We're seeing what looks like a violation of the keyword-interning invariant in production. The bug is deterministic (repeats thousands of times in the same order on the same Aleph/Netty thread) and is cleared by recompiling the affected namespaces via nREPL.
(when (and (map? result) (nil? (:payload result))) ; this WHEN fires
(let [payload-key (->> (keys result)
(filter #(.contains (pr-str %) "payload"))
first)
payload-via-key (when payload-key (get result payload-key))]
(log/warn {:result-type (str (type result))
:result-keys (pr-str (keys result))
:payload-key-equals-literal? (= payload-key :payload)
:payload-key-identical? (identical? payload-key :payload)
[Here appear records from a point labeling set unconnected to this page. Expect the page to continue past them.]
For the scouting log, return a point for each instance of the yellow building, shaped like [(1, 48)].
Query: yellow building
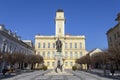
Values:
[(73, 46), (113, 35)]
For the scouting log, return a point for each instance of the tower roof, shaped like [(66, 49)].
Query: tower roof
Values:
[(60, 10)]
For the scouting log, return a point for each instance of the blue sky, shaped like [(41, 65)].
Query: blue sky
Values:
[(91, 18)]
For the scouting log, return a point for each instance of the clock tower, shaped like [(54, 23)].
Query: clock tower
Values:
[(60, 23)]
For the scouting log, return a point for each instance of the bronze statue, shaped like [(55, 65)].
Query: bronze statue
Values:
[(59, 66), (59, 45)]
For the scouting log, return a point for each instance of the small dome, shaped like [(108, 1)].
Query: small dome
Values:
[(60, 10)]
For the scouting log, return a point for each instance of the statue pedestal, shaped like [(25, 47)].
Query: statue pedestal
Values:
[(59, 61)]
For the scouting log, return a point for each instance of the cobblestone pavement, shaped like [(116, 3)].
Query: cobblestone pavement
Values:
[(40, 75)]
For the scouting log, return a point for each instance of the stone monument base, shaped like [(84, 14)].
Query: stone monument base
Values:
[(59, 73)]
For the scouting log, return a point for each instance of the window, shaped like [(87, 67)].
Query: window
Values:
[(53, 63), (70, 45), (59, 30), (80, 45), (53, 45), (43, 54), (76, 55), (38, 45), (75, 45), (48, 45), (66, 54), (81, 54), (71, 64), (71, 54), (43, 45), (48, 54), (48, 63), (65, 45), (66, 63)]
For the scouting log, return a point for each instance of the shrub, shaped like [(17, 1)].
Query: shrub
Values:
[(44, 68), (74, 68)]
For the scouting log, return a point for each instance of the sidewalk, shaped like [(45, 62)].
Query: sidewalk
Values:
[(100, 72), (8, 74)]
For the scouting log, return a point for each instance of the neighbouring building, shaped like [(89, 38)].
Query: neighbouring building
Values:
[(113, 35), (11, 43), (28, 42), (73, 46), (94, 51)]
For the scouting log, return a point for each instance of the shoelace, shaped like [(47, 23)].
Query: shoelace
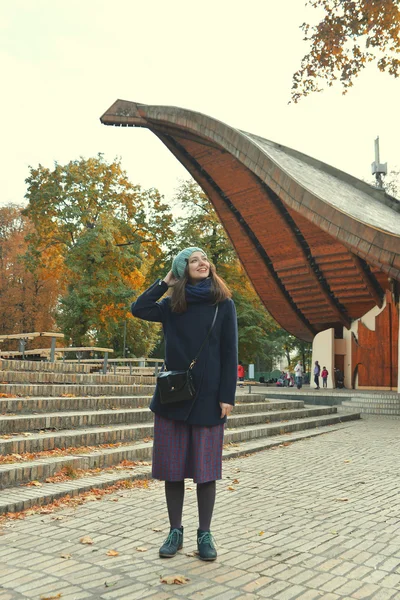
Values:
[(173, 537), (207, 538)]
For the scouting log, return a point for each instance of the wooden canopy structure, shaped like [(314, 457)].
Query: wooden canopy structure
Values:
[(320, 246)]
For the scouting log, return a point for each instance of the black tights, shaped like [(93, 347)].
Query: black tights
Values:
[(175, 492)]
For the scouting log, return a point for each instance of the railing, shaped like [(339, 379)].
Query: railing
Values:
[(23, 339)]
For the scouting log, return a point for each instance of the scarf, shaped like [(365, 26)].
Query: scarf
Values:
[(200, 292)]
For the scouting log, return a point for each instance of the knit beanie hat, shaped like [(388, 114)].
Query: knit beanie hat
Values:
[(180, 261)]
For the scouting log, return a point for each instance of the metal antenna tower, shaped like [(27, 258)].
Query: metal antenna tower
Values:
[(378, 169)]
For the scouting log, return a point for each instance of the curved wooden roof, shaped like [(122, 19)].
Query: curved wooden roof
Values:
[(317, 243)]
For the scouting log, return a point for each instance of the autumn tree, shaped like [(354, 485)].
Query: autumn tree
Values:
[(107, 233), (27, 298), (199, 225), (350, 35)]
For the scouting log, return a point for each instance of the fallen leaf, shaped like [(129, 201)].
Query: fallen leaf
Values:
[(174, 579), (86, 540)]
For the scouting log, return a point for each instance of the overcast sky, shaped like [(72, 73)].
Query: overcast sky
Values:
[(64, 63)]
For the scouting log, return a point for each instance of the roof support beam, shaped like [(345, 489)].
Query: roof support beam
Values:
[(369, 279)]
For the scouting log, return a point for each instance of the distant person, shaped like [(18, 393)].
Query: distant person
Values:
[(317, 371), (324, 375), (287, 378), (298, 373), (240, 373)]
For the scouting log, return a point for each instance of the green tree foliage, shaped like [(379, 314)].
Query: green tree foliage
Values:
[(351, 34), (104, 234), (199, 226)]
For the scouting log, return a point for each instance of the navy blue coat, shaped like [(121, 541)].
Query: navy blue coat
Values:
[(215, 372)]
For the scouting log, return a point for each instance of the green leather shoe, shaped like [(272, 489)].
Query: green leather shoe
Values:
[(172, 544), (206, 545)]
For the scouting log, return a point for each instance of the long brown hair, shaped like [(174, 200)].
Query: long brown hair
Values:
[(219, 290)]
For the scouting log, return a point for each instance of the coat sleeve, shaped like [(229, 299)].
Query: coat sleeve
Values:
[(146, 306), (229, 356)]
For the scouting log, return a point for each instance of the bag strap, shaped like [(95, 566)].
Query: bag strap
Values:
[(204, 343)]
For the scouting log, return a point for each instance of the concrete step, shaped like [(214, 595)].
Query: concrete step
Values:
[(370, 406), (38, 470), (33, 365), (256, 431), (94, 436), (40, 377), (72, 438), (76, 403), (20, 498), (16, 473), (68, 420), (56, 390), (94, 418), (52, 404), (281, 416)]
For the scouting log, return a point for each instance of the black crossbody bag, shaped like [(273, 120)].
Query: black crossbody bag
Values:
[(178, 386)]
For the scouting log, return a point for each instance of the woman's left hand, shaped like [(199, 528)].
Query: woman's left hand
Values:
[(226, 409)]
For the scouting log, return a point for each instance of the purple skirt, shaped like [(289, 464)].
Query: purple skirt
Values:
[(183, 451)]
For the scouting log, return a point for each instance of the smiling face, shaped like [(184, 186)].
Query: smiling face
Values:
[(199, 267)]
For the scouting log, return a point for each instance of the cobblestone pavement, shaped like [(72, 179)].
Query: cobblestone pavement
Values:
[(319, 518)]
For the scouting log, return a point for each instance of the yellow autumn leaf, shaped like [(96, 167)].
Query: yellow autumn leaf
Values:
[(86, 540), (174, 579)]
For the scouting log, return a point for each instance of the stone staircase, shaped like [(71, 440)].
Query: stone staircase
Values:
[(60, 416)]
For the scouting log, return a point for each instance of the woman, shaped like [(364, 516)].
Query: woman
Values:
[(188, 436)]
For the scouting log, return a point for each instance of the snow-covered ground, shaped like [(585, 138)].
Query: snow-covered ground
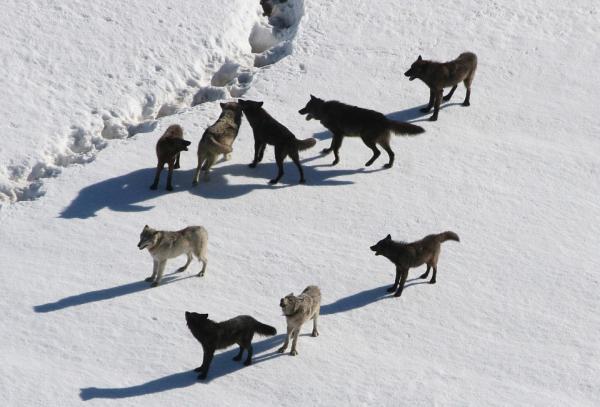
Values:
[(513, 319)]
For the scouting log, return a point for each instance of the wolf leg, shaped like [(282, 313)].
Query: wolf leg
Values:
[(238, 357), (154, 272), (371, 144), (402, 281), (436, 107), (187, 263), (170, 176), (287, 340), (449, 95), (424, 275), (160, 270), (159, 169), (279, 157), (427, 108), (396, 281), (296, 159)]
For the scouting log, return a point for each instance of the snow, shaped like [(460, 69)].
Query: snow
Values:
[(513, 317)]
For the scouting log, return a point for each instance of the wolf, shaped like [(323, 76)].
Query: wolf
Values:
[(163, 245), (168, 148), (440, 75), (346, 120), (218, 335), (409, 255), (218, 139), (267, 130), (297, 311)]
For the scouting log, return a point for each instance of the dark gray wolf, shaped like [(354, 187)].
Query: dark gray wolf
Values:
[(345, 120), (168, 148), (218, 335), (163, 245), (297, 311), (440, 75), (409, 255), (218, 139), (267, 130)]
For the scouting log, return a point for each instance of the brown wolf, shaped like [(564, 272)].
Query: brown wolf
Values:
[(168, 148), (346, 120), (218, 139), (409, 255), (267, 130), (440, 75)]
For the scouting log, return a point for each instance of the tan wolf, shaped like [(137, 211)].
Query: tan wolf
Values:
[(218, 139), (163, 245), (297, 311)]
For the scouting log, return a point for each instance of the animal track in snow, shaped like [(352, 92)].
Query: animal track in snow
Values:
[(270, 42)]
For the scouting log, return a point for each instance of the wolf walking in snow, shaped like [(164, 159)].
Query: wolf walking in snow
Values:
[(163, 245), (218, 335), (267, 130), (218, 139), (409, 255), (297, 311), (346, 120), (440, 75), (168, 148)]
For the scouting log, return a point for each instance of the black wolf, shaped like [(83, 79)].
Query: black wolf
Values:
[(218, 335), (267, 130), (440, 75), (346, 120), (409, 255)]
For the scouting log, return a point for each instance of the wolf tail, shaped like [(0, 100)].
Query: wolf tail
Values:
[(448, 236), (264, 329), (306, 143), (404, 128), (223, 149)]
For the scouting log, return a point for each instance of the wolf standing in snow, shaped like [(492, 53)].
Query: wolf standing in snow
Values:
[(346, 120), (163, 245), (267, 130), (218, 139), (440, 75), (218, 335), (168, 148), (409, 255), (297, 311)]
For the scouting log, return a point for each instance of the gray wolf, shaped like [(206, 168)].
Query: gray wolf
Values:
[(346, 120), (297, 311), (163, 245), (168, 148), (218, 139), (218, 335), (440, 75), (409, 255), (267, 130)]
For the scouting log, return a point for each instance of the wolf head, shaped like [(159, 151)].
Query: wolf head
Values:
[(312, 108), (380, 247), (288, 304), (249, 105), (148, 238), (417, 69)]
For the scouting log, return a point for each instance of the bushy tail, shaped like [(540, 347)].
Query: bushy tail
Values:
[(265, 330), (223, 149), (306, 143), (449, 236), (404, 128)]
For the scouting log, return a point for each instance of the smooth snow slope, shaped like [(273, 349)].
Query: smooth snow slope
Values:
[(513, 318)]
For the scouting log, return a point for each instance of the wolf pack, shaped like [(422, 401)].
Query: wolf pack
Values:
[(342, 120)]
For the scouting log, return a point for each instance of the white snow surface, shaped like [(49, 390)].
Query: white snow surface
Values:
[(88, 89)]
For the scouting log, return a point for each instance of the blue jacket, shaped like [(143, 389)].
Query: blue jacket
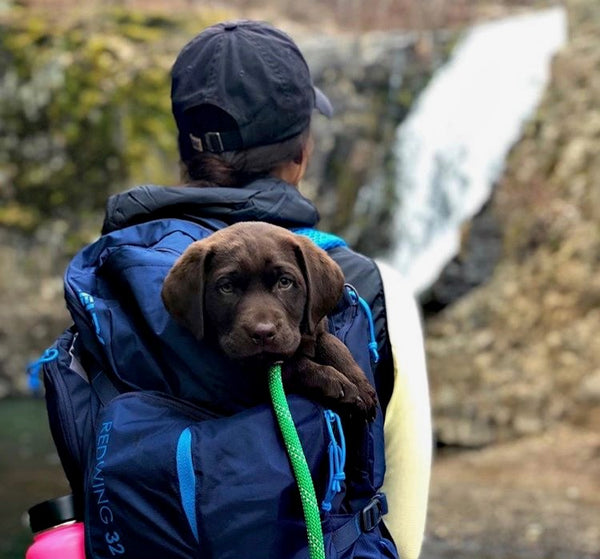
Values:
[(270, 200)]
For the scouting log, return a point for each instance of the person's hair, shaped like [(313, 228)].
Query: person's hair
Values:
[(238, 168)]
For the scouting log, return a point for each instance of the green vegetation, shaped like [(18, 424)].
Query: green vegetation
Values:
[(84, 108)]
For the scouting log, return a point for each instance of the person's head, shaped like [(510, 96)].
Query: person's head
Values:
[(242, 97)]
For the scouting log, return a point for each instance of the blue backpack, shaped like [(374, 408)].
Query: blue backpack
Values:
[(163, 460)]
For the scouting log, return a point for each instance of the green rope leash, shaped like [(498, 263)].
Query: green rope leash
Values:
[(291, 440)]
:payload-via-found-key-nil? (nil? payload-via-key)}
"diagnostic")))
Logged values when the bug fires:
{:result-type clojure.lang.PersistentArrayMap
:result-keys (:payload :aws-xray)
:payload-key-equals-literal? true
:payload-key-identical? true
:payload-via-found-key-nil? false}
So:
- The
(:payload result) in the when returned nil.
- A few lines later, the diagnostic body proves that the first key in
(keys result) IS the body-site :payload literal by identity (and therefore by =, since Keyword inherits Object.equals).
(get result that-key) returns the actual non-nil payload value.
PersistentArrayMap.indexOf uses == for Keyword keys, so the only way (:payload result) returns nil while (keys result) yields a key that is identical? to :payload at a nearby site is if the :payload literal at the WHEN site and the :payload literal at the body site are two different Keyword instances, even though they're written identically in one source-level function.
We compareed the :payload literal with the payload-key and found that both have -
- identical content hashcode (
-383036092)
- identical name bytes
[0x70 0x61 0x79 0x6C 0x6F 0x61 0x64]
- identical codepoints
- same classloader
so it really looks like two distinct interned Keyword instances with the same name.
Environment
- Clojure
1.12.4
- Eclipse Temurin JDK 25, Shenandoah GC, virtual threads enabled
- ARM64 (AWS Graviton, ECS Fargate)
- Aleph + Netty, transit-clj/transit-java for decoding
Questions
- Could this be a bug in JVM / Clojure runtime?
- Has similar behavior been seen in other cases?
- What more evidence could we capture?